The Chicago History Museum has received a $2.5 million grant from Lilly Endowment Inc. through its Religion and Cultural Institutions Initiative. The grant will support the museum in establishing a new permanent role, Curator of Religious Community History, and the Fellowship for Religious Collections, a program for early career archivists in religious history collections. The museum is one of 18 organizations from across the United States that received grants through this initiative.

“The Chicago History Museum is honored to receive this award from Lilly Endowment Inc. to deepen our mission of sharing Chicago stories,” said Gary T. Johnson, president of the Chicago History Museum. “It is imperative that we create a more balanced understanding around religion and its significant history in Chicago and the U.S.  through exhibitions and public programs. We are thrilled to begin the search for our new position, Curator of Religious Community History, and open the Fellowship for Religious Collections opportunity.”

The Chicago History Museum has delved into religious faiths and communities in past exhibitions.
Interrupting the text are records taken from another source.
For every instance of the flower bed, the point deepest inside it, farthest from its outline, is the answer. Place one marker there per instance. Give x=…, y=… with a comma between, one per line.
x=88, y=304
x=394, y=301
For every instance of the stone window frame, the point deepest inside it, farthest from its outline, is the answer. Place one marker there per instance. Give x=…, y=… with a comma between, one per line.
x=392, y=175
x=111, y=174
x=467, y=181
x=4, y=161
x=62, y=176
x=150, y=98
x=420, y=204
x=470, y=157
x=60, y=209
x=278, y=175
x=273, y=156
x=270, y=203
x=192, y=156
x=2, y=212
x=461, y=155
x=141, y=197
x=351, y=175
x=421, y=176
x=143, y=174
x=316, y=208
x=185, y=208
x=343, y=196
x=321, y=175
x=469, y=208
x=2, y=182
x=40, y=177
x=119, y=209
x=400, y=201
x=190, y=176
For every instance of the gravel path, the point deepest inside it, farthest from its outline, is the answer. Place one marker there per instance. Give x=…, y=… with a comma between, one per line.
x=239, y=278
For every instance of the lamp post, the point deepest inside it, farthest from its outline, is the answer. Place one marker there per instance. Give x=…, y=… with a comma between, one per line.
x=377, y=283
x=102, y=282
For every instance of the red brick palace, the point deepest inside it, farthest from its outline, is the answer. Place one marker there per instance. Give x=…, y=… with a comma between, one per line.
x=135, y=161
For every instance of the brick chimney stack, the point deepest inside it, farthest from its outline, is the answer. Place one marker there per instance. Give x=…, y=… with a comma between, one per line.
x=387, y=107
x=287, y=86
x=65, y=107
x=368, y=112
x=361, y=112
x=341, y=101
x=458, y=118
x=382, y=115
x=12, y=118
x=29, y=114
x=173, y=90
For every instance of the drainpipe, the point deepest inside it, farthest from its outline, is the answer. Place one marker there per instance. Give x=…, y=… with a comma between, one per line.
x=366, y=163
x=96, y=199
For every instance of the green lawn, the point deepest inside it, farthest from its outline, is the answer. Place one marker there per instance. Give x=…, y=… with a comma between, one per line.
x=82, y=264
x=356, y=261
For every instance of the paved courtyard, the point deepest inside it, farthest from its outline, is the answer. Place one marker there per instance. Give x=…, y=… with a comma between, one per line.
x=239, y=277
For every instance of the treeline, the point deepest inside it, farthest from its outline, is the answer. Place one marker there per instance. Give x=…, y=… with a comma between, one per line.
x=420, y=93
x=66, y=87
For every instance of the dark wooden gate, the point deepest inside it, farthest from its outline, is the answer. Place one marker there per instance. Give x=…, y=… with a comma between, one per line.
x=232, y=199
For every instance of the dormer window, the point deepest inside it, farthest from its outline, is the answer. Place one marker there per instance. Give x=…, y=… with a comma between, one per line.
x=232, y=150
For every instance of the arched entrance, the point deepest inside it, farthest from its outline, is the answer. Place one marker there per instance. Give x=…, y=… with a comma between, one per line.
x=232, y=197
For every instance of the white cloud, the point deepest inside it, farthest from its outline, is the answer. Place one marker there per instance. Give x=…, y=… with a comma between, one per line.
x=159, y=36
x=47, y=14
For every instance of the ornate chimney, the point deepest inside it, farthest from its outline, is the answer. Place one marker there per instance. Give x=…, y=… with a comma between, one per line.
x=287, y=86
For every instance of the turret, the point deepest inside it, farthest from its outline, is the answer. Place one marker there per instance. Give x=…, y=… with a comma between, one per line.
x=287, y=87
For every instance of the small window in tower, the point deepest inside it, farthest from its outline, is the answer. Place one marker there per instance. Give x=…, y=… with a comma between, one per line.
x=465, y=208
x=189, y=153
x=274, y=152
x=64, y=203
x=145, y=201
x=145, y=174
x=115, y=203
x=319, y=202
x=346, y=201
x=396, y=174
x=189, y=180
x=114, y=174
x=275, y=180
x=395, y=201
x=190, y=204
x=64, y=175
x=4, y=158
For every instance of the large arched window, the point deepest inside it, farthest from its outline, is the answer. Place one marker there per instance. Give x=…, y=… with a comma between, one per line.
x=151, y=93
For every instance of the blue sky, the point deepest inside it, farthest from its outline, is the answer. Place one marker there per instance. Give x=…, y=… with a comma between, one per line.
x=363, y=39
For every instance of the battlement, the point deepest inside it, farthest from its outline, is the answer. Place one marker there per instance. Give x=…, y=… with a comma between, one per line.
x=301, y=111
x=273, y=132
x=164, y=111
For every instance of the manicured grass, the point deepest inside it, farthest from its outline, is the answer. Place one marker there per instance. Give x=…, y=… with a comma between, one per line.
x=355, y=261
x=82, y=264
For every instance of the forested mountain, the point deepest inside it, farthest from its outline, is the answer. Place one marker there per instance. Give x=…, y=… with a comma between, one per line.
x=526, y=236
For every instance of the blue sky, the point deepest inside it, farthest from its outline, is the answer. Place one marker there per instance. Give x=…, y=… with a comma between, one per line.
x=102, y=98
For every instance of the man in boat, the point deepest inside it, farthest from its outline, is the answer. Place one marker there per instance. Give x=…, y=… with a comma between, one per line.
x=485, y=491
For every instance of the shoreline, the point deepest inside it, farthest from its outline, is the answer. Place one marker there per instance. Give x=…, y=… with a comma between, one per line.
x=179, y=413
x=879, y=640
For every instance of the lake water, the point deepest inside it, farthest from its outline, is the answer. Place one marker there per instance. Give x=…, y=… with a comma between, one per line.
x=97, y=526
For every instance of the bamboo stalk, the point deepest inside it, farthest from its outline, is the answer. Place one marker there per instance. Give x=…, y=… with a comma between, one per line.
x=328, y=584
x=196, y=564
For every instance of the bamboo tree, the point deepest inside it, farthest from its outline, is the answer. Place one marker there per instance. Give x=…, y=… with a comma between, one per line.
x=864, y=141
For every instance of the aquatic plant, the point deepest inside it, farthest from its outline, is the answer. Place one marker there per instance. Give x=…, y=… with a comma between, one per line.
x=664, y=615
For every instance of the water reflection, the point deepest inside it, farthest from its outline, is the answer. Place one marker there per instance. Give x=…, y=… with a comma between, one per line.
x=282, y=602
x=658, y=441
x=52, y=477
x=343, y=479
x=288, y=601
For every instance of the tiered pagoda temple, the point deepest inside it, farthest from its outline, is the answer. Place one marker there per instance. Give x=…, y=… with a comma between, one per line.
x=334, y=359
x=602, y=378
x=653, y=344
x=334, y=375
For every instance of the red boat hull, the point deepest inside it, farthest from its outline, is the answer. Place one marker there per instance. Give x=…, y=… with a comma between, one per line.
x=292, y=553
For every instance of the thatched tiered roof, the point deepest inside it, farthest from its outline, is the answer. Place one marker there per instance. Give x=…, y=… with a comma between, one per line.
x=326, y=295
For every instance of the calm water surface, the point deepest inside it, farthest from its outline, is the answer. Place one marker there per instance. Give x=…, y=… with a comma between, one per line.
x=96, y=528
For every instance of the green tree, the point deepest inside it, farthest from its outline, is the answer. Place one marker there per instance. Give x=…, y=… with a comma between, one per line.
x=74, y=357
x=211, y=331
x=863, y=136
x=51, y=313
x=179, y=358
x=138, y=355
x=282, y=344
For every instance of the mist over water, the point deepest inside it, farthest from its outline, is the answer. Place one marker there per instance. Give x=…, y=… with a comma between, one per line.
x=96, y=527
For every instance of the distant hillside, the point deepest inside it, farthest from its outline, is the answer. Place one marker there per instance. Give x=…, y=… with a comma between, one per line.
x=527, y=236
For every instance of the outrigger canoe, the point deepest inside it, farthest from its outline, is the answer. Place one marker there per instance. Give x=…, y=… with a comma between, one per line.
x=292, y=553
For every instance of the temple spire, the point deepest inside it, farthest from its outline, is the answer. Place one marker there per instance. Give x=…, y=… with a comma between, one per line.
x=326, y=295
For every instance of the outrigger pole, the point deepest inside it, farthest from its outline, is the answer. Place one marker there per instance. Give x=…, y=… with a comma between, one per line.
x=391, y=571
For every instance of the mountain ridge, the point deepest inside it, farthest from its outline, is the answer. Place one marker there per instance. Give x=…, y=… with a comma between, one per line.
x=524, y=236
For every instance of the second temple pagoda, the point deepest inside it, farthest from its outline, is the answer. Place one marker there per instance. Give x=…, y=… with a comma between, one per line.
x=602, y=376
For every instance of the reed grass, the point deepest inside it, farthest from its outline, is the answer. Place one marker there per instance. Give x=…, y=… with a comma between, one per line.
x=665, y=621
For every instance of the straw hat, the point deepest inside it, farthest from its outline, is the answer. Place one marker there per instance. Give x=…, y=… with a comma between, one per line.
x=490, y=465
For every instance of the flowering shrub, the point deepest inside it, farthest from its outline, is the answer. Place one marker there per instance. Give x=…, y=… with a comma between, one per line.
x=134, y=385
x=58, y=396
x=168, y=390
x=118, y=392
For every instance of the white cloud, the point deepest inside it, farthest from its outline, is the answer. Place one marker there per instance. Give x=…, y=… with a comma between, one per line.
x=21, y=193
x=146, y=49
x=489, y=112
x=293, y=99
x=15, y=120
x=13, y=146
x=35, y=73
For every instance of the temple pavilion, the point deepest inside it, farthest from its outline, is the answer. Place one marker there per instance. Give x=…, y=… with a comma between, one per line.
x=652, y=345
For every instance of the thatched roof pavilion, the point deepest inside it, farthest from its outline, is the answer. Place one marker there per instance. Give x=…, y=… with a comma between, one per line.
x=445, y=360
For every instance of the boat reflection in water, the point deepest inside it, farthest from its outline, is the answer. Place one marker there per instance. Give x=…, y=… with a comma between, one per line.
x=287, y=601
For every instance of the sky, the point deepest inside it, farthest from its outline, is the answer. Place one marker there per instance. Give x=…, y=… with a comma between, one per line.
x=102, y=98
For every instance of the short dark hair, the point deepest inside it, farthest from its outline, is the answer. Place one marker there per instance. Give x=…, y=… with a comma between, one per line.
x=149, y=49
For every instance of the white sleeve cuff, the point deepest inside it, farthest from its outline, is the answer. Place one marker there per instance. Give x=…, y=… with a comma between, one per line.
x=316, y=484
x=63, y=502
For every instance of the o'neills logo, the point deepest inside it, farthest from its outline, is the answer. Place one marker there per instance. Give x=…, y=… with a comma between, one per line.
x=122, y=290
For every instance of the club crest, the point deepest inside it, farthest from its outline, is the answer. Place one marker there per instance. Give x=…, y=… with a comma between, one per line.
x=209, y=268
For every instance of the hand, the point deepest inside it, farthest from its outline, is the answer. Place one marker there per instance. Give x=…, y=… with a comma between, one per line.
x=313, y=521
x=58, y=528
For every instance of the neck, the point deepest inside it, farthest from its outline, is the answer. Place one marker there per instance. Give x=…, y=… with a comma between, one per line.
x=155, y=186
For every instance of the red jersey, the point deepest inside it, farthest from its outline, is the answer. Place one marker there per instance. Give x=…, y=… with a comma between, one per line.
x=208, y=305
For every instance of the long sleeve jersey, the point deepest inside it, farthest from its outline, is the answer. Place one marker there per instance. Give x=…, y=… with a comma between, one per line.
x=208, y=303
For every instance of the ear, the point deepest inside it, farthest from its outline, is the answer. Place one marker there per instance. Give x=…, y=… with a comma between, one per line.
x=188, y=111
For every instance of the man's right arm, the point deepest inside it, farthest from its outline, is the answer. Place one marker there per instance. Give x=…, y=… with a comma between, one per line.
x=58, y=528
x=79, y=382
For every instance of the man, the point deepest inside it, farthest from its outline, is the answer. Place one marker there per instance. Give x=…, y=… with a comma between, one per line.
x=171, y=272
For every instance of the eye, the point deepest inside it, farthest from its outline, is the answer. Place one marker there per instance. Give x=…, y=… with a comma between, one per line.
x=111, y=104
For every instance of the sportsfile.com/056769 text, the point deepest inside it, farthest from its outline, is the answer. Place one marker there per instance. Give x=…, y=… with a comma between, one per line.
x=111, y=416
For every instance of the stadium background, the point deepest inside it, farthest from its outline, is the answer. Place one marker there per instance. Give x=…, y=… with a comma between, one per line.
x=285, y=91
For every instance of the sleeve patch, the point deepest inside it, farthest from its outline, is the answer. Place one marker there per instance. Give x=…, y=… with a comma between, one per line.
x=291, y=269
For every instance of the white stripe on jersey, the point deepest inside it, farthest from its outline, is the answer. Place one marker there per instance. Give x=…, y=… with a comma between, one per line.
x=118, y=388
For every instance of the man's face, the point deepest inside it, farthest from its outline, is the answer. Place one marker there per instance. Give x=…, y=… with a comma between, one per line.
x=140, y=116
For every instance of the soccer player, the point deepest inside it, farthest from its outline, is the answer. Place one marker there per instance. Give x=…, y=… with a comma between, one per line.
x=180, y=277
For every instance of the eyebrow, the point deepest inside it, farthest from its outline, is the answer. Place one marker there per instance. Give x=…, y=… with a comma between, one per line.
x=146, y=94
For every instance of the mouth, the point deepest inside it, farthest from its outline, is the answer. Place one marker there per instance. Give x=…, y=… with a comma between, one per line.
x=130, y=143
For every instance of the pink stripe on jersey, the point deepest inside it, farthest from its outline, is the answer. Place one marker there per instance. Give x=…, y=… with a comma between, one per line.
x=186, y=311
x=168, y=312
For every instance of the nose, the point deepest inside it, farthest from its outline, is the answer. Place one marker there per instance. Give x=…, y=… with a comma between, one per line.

They included Catholic Chicago, which brought to light nearly two centuries of Chicago’s rich Catholic history, and Shalom Chicago, which traced the history of Chicago’s Jewish community through personal stories and artifacts dating back to the 1840s. American Medina: Stories of Muslim Chicago, open now through May 2021, explores themes of journey, identity and faith from the perspectives of Muslim Chicagoans.

Lilly Endowment awarded grants totaling more than $43 million through the initiative.  These grants will enable the organizations to develop exhibitions and education programs that fairly and accurately portray the role of religion in the U.S. and around the world. The initiative is designed to foster public understanding about religion and lift up the contributions that people of all faiths and diverse religious communities make to our greater civic well-being.

“Museums and cultural institutions are trusted organizations and play an important role in teaching the American public about the world around them,” said Christopher Coble, Lilly Endowment’s vice president for religion.  “These organizations will use the grants to help visitors understand and appreciate the significant impact religion has had and continues to have on society in the United States and around the globe.  Our hope is that these efforts will promote greater knowledge about and respect for people of diverse religious traditions.”

Lilly Endowment launched the Religion and Cultural Institutions Initiative in 2019 and awarded planning grants to organizations to help them explore how programming in religion could further their institutional missions. These grants will assist organizations in implementing projects that draw on their extensive collections and enhance and complement their current activities.